TUTORIAL FOR LPI EXAM 202: part 4
Topic 208: Web Services

David Mertz, Ph.D.
Professional Neophyte
November, 2005

    Welcome to "Web Services", the fourth of seven tutorials covering
    intermediate network administration on Linux. In this tutorial, we
    discuss how to configure and run the Apache HTTPd server, and some
    ancillary servers like the Squid Web Proxy Cache.

BEFORE YOU START
------------------------------------------------------------------------

About this series

  The Linux Professional Institute (LPI) certifies Linux system
  administrators at junior and intermediate levels. There are two exams
  at each certification level. This series of seven tutorials helps you
  prepare for the second of the two LPI intermediate level system
  administrator exams--LPI exam 202. A companion series of tutorials is
  available for the other intermediate level exam--LPI exam 201. Both
  exam 201 and exam 202 are required for intermediate level
  certification. Intermediate level certification is also known as
  certification level 2.

  Each exam covers several or topics and each topic has a weight. The
  weight indicate the relative importance of each topic. Very roughly,
  expect more questions on the exam for topics with higher weight. The
  topics and their weights for LPI exam 202 are:

  * Topic 205: Network Configuration (8)
  * Topic 206: Mail and News (9)
  * Topic 207: Domain Name System (DNS) (8)
  * Topic 208: Web Services (6)
  * Topic 210: Network Client Management (6)
  * Topic 212: System Security (10)
  * Topic 214: Network Troubleshooting (1)

About this tutorial

  Welcome to "Web Services", the fourth of seven tutorials covering
  intermediate network administration on Linux. In this tutorial, we
  discuss how to configure and run the Apache HTTPd server, and some
  ancillary servers like the Squid Web Proxy Cache.  It is worth noting
  some of what is -not- covered in this tutorial: designing and
  modifying HTML pages; writing CGI scripts; analyzing security issues
  (beyond some very basics); accessing backend databases; and generally
  everything about "web programming".  For this tutorial, we just want
  you to learn how to get a web server running, not how to provide
  useful content on that web server.

Prerequisites

  To get the most from this tutorial, you should already have a basic
  knowledge of Linux and a working Linux system on which you can
  practice the commands covered in this tutorial.

About Apache

  Apache is the predominant web server on the internet as a whole, and
  is even more predominant when only Linux servers are under discussion.
  A few more special purpose--and occassionally higher performance for
  specific tasks--web servers are available, but Apache is nonetheless
  always your default choice.  Apache comes pre-installed by most Linux
  distributions, and in fact is often already running after being
  launched during initialization, even if you have not specifically
  configured a web server.  If Apache is not installed, use the normal
  installation system of your distribution to install it; or download
  the latest source from <http://httpd.apache.org/download.cgi>.  Many
  extra capabilities are provided by modules, many distributed with
  Apache itself, others available from third parties.

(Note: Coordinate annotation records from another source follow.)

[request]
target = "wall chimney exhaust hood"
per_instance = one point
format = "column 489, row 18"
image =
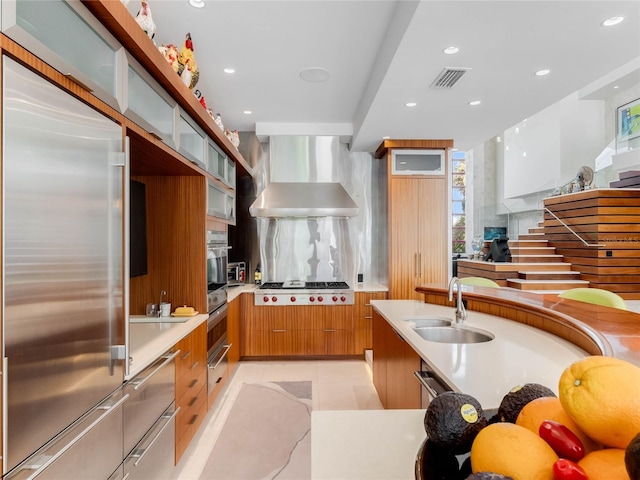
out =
column 304, row 199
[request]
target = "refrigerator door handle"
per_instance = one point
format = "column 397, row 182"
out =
column 126, row 247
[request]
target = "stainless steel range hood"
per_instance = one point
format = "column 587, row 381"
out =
column 304, row 199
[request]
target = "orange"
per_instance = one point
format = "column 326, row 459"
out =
column 549, row 408
column 602, row 395
column 514, row 451
column 607, row 464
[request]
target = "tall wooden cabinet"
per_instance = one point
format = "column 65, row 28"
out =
column 418, row 220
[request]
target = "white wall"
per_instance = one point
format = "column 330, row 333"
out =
column 547, row 149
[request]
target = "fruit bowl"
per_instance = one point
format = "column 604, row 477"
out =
column 420, row 322
column 454, row 334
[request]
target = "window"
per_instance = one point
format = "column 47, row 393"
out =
column 458, row 171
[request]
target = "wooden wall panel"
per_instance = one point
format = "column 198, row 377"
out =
column 609, row 218
column 176, row 236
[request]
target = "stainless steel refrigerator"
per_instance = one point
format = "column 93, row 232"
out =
column 62, row 281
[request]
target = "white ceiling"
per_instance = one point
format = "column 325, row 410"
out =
column 382, row 54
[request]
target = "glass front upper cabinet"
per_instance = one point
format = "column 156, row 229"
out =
column 65, row 35
column 191, row 140
column 149, row 105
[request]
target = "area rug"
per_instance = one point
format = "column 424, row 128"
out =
column 267, row 435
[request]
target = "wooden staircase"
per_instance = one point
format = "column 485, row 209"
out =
column 535, row 266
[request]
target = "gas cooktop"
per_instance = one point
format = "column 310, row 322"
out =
column 300, row 285
column 297, row 292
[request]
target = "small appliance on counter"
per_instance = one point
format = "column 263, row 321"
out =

  The latest Apache has been at the 2.x level since 2001, however,
  Apache 1.3.x is still in widespread usage, and the 1.3.x series
  continues to be maintained for bugfixes and security updates. Some
  minor configuration difference exist between 1.3 and 2.x version, and
  a few modules are available for 1.3 that are not available for 2.x.
  The latest releases as of this writing are 1.3.34 (stable), 2.0.55
  (stable) and 2.1.9 (beta).

  As a rule, a new server should use the latest stable version in the
  2.x series. Unless you have a specific need for an unusual older
  module, 2.x provides good stability, more capabilities, and overall
  mostly better peformance (in some tasks, such as in PHP support, 1.3
  still peforms better).  Moving forward, new features will certainly be
  better supported in 2.x than in 1.3.x.

About Sqid

  Squid is a proxy caching server for web clients, supporting the
  protocols HTTP, FTP, TLS, SSL, and HTTPS. By running a cache on a
  local network, or at least closer to your network than the resources
  queries, speed can be improved and network bandwidth reduced.  When
  the same resource is requested multiple times by machines served by
  the same Squid server, the resources is delivered from a server-local
  copy rather than requiring the request go out over multiple network
  routers, and to potentially slow or overloaded destination servers.

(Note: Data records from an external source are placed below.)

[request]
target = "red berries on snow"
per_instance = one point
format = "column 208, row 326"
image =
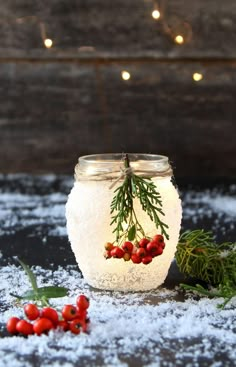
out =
column 31, row 311
column 142, row 252
column 72, row 317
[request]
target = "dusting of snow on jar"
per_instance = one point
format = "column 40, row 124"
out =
column 88, row 221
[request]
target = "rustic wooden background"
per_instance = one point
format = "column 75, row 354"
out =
column 59, row 103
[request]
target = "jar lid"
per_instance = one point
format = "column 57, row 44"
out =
column 111, row 164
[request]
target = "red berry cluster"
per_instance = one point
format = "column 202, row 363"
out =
column 142, row 252
column 73, row 318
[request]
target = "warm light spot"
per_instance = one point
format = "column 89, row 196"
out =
column 197, row 77
column 179, row 39
column 48, row 43
column 156, row 14
column 125, row 75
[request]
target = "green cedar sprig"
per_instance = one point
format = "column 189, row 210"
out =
column 200, row 257
column 122, row 208
column 39, row 294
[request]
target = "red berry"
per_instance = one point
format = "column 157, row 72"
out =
column 159, row 251
column 76, row 326
column 11, row 325
column 107, row 254
column 127, row 256
column 143, row 242
column 69, row 312
column 24, row 327
column 108, row 246
column 141, row 252
column 51, row 314
column 31, row 311
column 117, row 252
column 153, row 249
column 163, row 245
column 158, row 238
column 146, row 260
column 42, row 325
column 82, row 302
column 127, row 246
column 136, row 259
column 81, row 314
column 64, row 325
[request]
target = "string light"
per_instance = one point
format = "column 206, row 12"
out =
column 125, row 75
column 179, row 39
column 48, row 43
column 156, row 14
column 197, row 77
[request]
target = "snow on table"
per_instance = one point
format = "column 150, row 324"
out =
column 156, row 328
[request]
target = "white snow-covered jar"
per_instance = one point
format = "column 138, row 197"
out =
column 88, row 221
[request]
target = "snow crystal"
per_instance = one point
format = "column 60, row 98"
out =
column 122, row 326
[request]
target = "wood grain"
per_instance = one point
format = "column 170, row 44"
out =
column 122, row 29
column 51, row 113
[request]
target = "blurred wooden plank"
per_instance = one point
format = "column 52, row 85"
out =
column 125, row 29
column 52, row 113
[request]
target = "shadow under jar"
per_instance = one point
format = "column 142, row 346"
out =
column 88, row 220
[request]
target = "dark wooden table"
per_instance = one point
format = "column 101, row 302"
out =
column 32, row 226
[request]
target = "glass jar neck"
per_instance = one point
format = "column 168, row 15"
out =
column 110, row 165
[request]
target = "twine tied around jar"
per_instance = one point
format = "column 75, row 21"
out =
column 80, row 175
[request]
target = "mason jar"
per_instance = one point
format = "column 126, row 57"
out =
column 88, row 220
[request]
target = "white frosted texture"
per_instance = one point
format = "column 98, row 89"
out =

  It is possible to configure Squid either as an explicit proxy that
  must be configured in each web client (browser), or to intercept all
  web requests out of a LAN and cache all such traffic. Squid may be
  configured with various options about how long, and under what
  conditions, to keep pages cached.

Other resources

  As with most Linux tools, it is always useful to examine the manpages
  for any utilities discussed. Versions and switches might change
  between utility or kernel version, or with different Linux
  distributions. For more in depth information, the Linux Documentation
  Project has a variety of useful documents, especially its HOWTOs. See
  http://www.tldp.org/.  A variety of books on Linux networking have
  been published; I have found O'Reilly's _TCP/IP Network
  Administration_, by Craig Hunt to be quite helpful (find whatever
  edition is most current when you read this).

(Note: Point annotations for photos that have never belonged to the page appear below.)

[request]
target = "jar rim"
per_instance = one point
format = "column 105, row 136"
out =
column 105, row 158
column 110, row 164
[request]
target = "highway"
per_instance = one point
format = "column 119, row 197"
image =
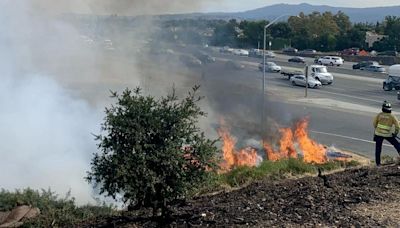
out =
column 340, row 114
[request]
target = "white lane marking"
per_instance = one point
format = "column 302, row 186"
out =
column 347, row 137
column 351, row 96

  A large number of good books have been written on working with Apache.
  Some are concerned with general administration, while others cover
  particular modules or special configurations of Apache.  Check your
  local bookseller for a range of available titles.  Out of the dozens
  of titles available, none stand out to this writer for special
  mention, though many of them are quite excellent.

RUNNING APACHE
------------------------------------------------------------------------

A swarm of daemons

  Launching Apache is similar to launching any other daemon. Usually you
  wish to put its launch in your system initialization scripts, but in
  principle you may launch Apache at any time. On most systems, the
  Apache server is called 'httpd', though it may be called 'apache2'
  instead. The server is probably installed in '/usr/sbin/', but other
  locations are possible, depending on distribution and how you
  installed the server.

  Most of the time you will launch Apache with no options, but the '-d
  serverroot' and '-f config' options are worth keeping in mind. The
  first lets you specify a location on the local disks where content
  will be served from; the second lets you specify a non-default
  configuration file. A configuration file may override the '-f' option
  using the 'ServerRoot' directive (most do).  By default, configuration
  files are either 'apache2.conf' or 'httpd.conf', depending on
  compilation options; these files might live at '/etc/apache2/',
  '/etc/apache/', '/etc/httpd/conf/', '/etc/httpd/apache/conf' or a few
 other locations, depending on version, Linux distribution, and how you
 installed of compiled Apache.  Checking 'man apache2' or 'man httpd'
 should give you system-specific details.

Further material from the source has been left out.